# Hereby



## wannabeint

Hello,

I am a native Czech, translating a contract amendment from CS to EN. I have never done that before, but it is a chance to try a little by little.

The uncertain phrase are these: 
*
*
*Article „1. paragraph 1.1 Persons authorized to act on behalf of the *Customer / contact persons“ is omitted in its full wording and is replaced by *new wording hereby: [The actual updated Article]

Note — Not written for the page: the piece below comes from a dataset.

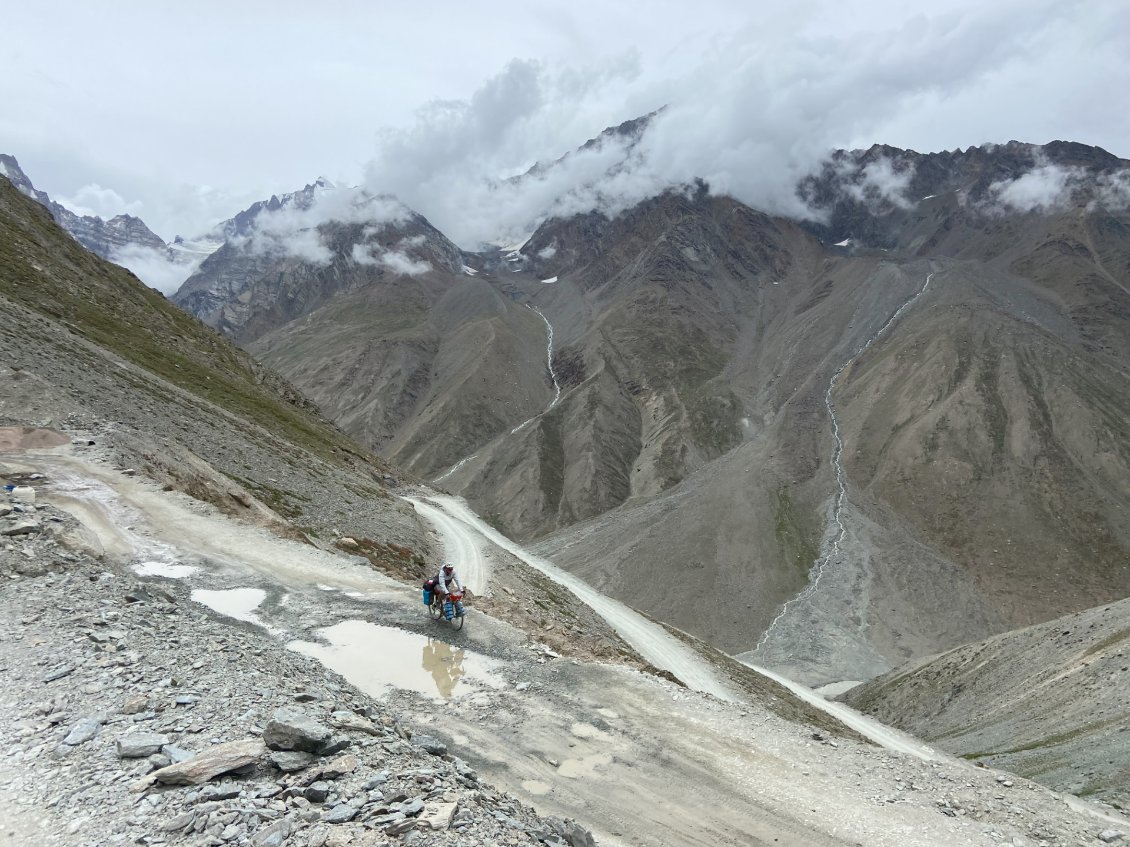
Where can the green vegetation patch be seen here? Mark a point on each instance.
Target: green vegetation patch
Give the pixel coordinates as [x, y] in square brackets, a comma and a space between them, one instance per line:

Is the phrase correct in legal English? What about the word "hereby" ? Can it be used as "following new wording" or "the new wording below" ?


----------



## wannabeint

The Czech original sentence is here:

Článek „1. odstavec 1.1 Osoby oprávněné jednat za objednatele/ kontaktní osoby“ se vypouští v plném znění a nahrazuje se novým zněním takto :

Does anyone have any idea?


----------



## wannabeint

The final version of the translation I chose to be sent away is: *
*
*
*
*Article „1. paragraph 1.1 Persons authorized to act on behalf of the Customer / contact persons“ is omitted in its full wording and is hereby replaced as follows:*


So that's it. Feel free to leave any comments about the final version of my translation. Thanks


----------



## booboobear

Ahoj,
doporučoval bych požádat o kontrolu správného anglického znění fórum "English only", nebo zkusit konzultovat na http://www.proz.com/.


----------



## wannabeint

Hmm, tam mi nikdo neporadil a nakonec mne admin vyhodil a přesunul do tohoto fóra. Asi je to příliš složitá formulace


----------



## booboobear

No jo, tak co zkusit ještě: http://www.usingenglish.com/forum/   ?


----------



## winpoj

Což takhle:

...shall be deleted in its entirety and replaced by the following:


----------